A Low-cost Fault Corrector for Deep Neural Networks through Range Restriction
This addresses reliability concerns for DNNs in safety-critical applications, but it is an incremental improvement focused on fault tolerance.
The paper tackles the problem of hardware transient faults causing failures in deep neural networks (DNNs) used in safety-critical domains by proposing Ranger, a low-cost fault corrector that rectifies faulty outputs without re-computation, resulting in a 3x to 50x increase in error resilience with no accuracy loss and negligible overheads.

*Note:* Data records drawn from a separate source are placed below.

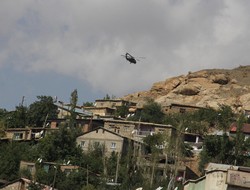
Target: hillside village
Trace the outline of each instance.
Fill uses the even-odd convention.
[[[191,77],[191,75],[193,77]],[[218,85],[220,86],[218,87],[219,89],[228,88],[226,85],[229,83],[233,83],[234,88],[239,89],[240,82],[236,82],[236,79],[233,80],[233,82],[228,76],[217,73],[216,78],[215,76],[208,76],[205,71],[199,72],[198,74],[190,73],[188,74],[188,80],[191,80],[192,84],[188,83],[187,79],[182,76],[182,81],[179,82],[176,82],[176,78],[170,79],[171,84],[175,84],[175,87],[172,87],[173,89],[171,90],[169,87],[165,89],[160,87],[159,89],[161,89],[161,91],[156,90],[155,86],[159,85],[154,84],[154,87],[151,89],[153,95],[149,95],[150,92],[145,92],[137,95],[128,95],[119,99],[104,98],[96,100],[92,105],[75,105],[73,107],[72,103],[55,100],[53,104],[57,110],[56,118],[50,118],[47,115],[43,120],[43,124],[40,126],[5,127],[1,133],[1,144],[13,142],[39,143],[51,134],[60,131],[62,126],[69,126],[68,124],[74,115],[73,127],[80,129],[80,133],[78,133],[80,135],[75,139],[76,146],[79,147],[82,152],[89,152],[94,148],[102,146],[103,158],[100,159],[102,163],[99,164],[104,167],[103,173],[96,175],[99,179],[105,179],[106,189],[119,189],[122,187],[119,169],[121,170],[122,159],[128,155],[131,160],[129,162],[130,165],[127,163],[127,167],[131,167],[132,171],[132,173],[128,173],[129,179],[133,179],[133,177],[136,176],[135,173],[140,171],[143,174],[144,181],[147,181],[148,184],[147,187],[142,184],[141,186],[137,184],[136,187],[131,187],[133,189],[249,189],[250,167],[247,166],[250,165],[248,164],[238,165],[238,163],[242,163],[240,161],[233,162],[235,163],[234,165],[231,164],[232,162],[230,162],[230,164],[208,162],[204,164],[204,168],[199,168],[201,153],[206,147],[204,143],[208,143],[209,139],[218,138],[222,141],[227,139],[228,141],[225,142],[230,143],[234,141],[233,139],[238,138],[240,133],[240,135],[243,135],[242,142],[244,142],[247,141],[250,136],[248,119],[250,117],[250,111],[248,109],[249,102],[243,102],[242,98],[245,97],[245,99],[248,100],[248,96],[243,96],[238,93],[237,95],[240,97],[238,100],[240,100],[241,104],[231,106],[236,105],[234,104],[235,101],[228,100],[225,102],[226,107],[223,107],[223,101],[220,102],[220,104],[217,103],[217,107],[212,106],[214,105],[211,103],[212,97],[210,99],[206,98],[206,104],[201,104],[201,98],[194,97],[201,96],[199,93],[206,91],[206,89],[204,89],[206,87],[205,85],[200,84],[200,87],[197,88],[197,85],[193,84],[198,78],[199,81],[204,81],[204,78],[209,78],[209,80],[212,78],[211,80],[214,81],[213,88],[216,86],[216,90],[218,90]],[[247,76],[248,73],[245,74],[245,77]],[[240,81],[240,79],[238,78],[237,81]],[[185,83],[185,89],[181,87],[181,83]],[[238,83],[238,86],[236,83]],[[177,89],[177,86],[182,90]],[[230,88],[231,91],[233,91],[234,88]],[[197,91],[197,89],[199,90]],[[171,102],[170,96],[173,96],[173,94],[169,94],[172,93],[170,92],[172,90],[175,91],[176,96],[175,101]],[[166,91],[168,91],[168,93],[166,93]],[[249,86],[245,84],[242,91],[248,93]],[[187,93],[187,97],[184,97],[184,92]],[[159,94],[161,94],[161,96]],[[178,96],[181,96],[183,101],[179,101],[180,97]],[[151,103],[153,102],[151,105],[159,105],[164,115],[169,117],[178,115],[178,117],[182,118],[178,121],[179,123],[174,125],[173,122],[170,122],[170,124],[166,122],[144,121],[142,116],[143,113],[146,112],[145,105],[147,101],[149,101],[149,97],[154,99],[154,101],[151,100]],[[191,97],[193,98],[192,101]],[[223,98],[228,97],[224,96]],[[162,103],[163,99],[165,101],[164,104]],[[194,103],[194,100],[199,100],[199,103]],[[216,101],[218,100],[220,100],[220,98],[216,98]],[[187,102],[190,103],[187,104]],[[204,99],[203,102],[205,102]],[[225,108],[226,111],[227,108],[232,108],[232,112],[237,114],[238,118],[240,118],[240,116],[244,117],[244,119],[242,119],[243,122],[240,122],[241,120],[239,121],[238,118],[232,121],[228,118],[228,121],[224,122],[223,119],[225,118],[222,118],[224,112],[222,113],[223,109],[221,108]],[[123,112],[124,109],[126,110],[125,112]],[[212,124],[207,125],[200,122],[198,129],[194,129],[191,126],[192,121],[185,123],[185,114],[198,112],[206,114],[212,113],[209,112],[211,111],[210,109],[221,109],[220,111],[213,112],[216,115],[213,118]],[[151,112],[151,114],[153,115],[154,113]],[[135,116],[137,116],[137,119]],[[209,115],[205,115],[205,117],[208,118]],[[219,127],[220,124],[224,126],[223,130]],[[207,127],[206,130],[205,126]],[[69,127],[69,129],[71,128]],[[185,147],[185,151],[188,154],[183,154],[181,147]],[[245,147],[244,153],[241,152],[238,156],[244,156],[248,159],[249,148]],[[216,149],[216,147],[212,147],[212,149]],[[107,160],[105,159],[112,157],[114,153],[116,155],[116,161],[113,167],[115,175],[103,178],[103,176],[108,176],[109,173],[109,166],[106,164]],[[236,153],[234,152],[232,154]],[[14,181],[2,179],[0,189],[28,188],[28,186],[32,184],[32,180],[36,180],[38,164],[39,167],[47,168],[48,171],[52,168],[51,170],[53,171],[51,176],[51,179],[53,179],[52,183],[43,183],[42,189],[60,189],[58,186],[60,182],[56,181],[58,171],[60,170],[60,172],[70,175],[72,172],[79,171],[82,167],[81,165],[77,165],[76,162],[72,163],[70,159],[60,163],[51,162],[40,157],[37,157],[36,160],[20,160],[19,168],[16,168],[16,170],[27,170],[30,172],[30,178],[26,178],[27,175],[20,175],[20,178]],[[53,167],[57,167],[57,169],[53,169]],[[89,166],[86,166],[84,168],[87,176],[89,176],[89,172],[91,172],[88,167]],[[87,177],[87,182],[86,180],[84,182],[87,185],[89,185],[89,181],[91,181],[89,178],[91,178],[91,176]],[[22,186],[22,188],[18,188],[20,186]],[[86,186],[85,188],[87,189],[88,187]]]

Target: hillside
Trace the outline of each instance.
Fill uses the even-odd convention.
[[[229,105],[250,110],[250,65],[235,69],[206,69],[156,82],[148,91],[123,97],[143,105],[148,98],[163,106],[171,103],[218,108]]]

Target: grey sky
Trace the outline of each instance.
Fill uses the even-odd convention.
[[[1,0],[0,107],[79,103],[200,69],[248,65],[249,0]],[[136,65],[121,56],[146,57]]]

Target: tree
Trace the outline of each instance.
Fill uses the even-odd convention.
[[[78,94],[77,94],[77,89],[75,89],[71,93],[71,99],[70,99],[70,119],[69,119],[69,127],[75,127],[76,125],[76,106],[77,106],[77,101],[78,101]]]
[[[61,126],[58,131],[47,135],[38,144],[38,154],[50,162],[63,161],[64,159],[74,159],[81,157],[82,152],[76,146],[74,130],[66,126]]]
[[[0,179],[12,181],[19,177],[20,161],[27,158],[30,145],[25,142],[1,143]]]
[[[51,96],[37,96],[37,99],[38,101],[35,101],[29,106],[29,125],[42,127],[44,126],[46,119],[57,118],[57,106],[54,105]]]

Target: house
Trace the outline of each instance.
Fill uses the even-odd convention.
[[[188,144],[193,148],[192,152],[198,154],[202,150],[203,146],[203,137],[200,134],[188,133],[183,134],[184,143]]]
[[[229,134],[231,137],[235,137],[237,133],[237,123],[234,122],[230,125],[230,131]],[[245,135],[245,139],[248,139],[250,137],[250,124],[248,123],[243,123],[241,131]]]
[[[50,129],[59,129],[60,125],[65,125],[69,120],[67,119],[52,119],[48,120],[50,123]],[[97,127],[103,127],[104,120],[99,118],[84,118],[76,119],[76,127],[82,128],[82,132],[87,132]]]
[[[205,109],[205,108],[200,106],[177,104],[177,103],[171,103],[170,105],[163,106],[164,113],[185,113],[190,111],[198,111],[200,109]]]
[[[136,106],[136,103],[122,99],[99,99],[95,100],[95,107],[117,108],[121,106]]]
[[[38,140],[44,137],[46,130],[49,129],[42,127],[8,128],[5,129],[5,136],[8,140],[15,141]]]
[[[246,190],[250,188],[250,168],[209,163],[205,175],[184,183],[184,190]]]
[[[86,132],[76,138],[76,143],[83,151],[93,150],[97,146],[102,146],[105,155],[109,156],[112,152],[125,155],[132,147],[134,150],[141,150],[141,143],[112,132],[103,127]],[[140,152],[137,153],[139,154]]]
[[[84,107],[85,110],[92,112],[96,116],[112,116],[115,114],[115,108],[110,107]]]
[[[165,133],[169,137],[176,133],[172,125],[127,120],[104,120],[104,128],[140,142],[154,133]]]
[[[67,118],[70,116],[71,113],[71,104],[65,104],[63,102],[58,101],[58,103],[55,103],[57,106],[57,117],[60,119]],[[76,113],[77,119],[82,119],[86,117],[92,117],[93,113],[87,110],[83,109],[83,106],[76,106],[74,109],[74,112]]]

The adoption of deep neural networks (DNNs) in safety-critical domains has engendered serious reliability concerns. A prominent example is hardware transient faults that are growing in frequency due to the progressive technology scaling, and can lead to failures in DNNs. This work proposes Ranger, a low-cost fault corrector, which directly rectifies the faulty output due to transient faults without re-computation. DNNs are inherently resilient to benign faults (which will not cause output corruption), but not to critical faults (which can result in erroneous output). Ranger is an automated transformation to selectively restrict the value ranges in DNNs, which reduces the large deviations caused by critical faults and transforms them to benign faults that can be tolerated by the inherent resilience of the DNNs. Our evaluation on 8 DNNs demonstrates Ranger significantly increases the error resilience of the DNNs (by 3x to 50x), with no loss in accuracy, and with negligible overheads.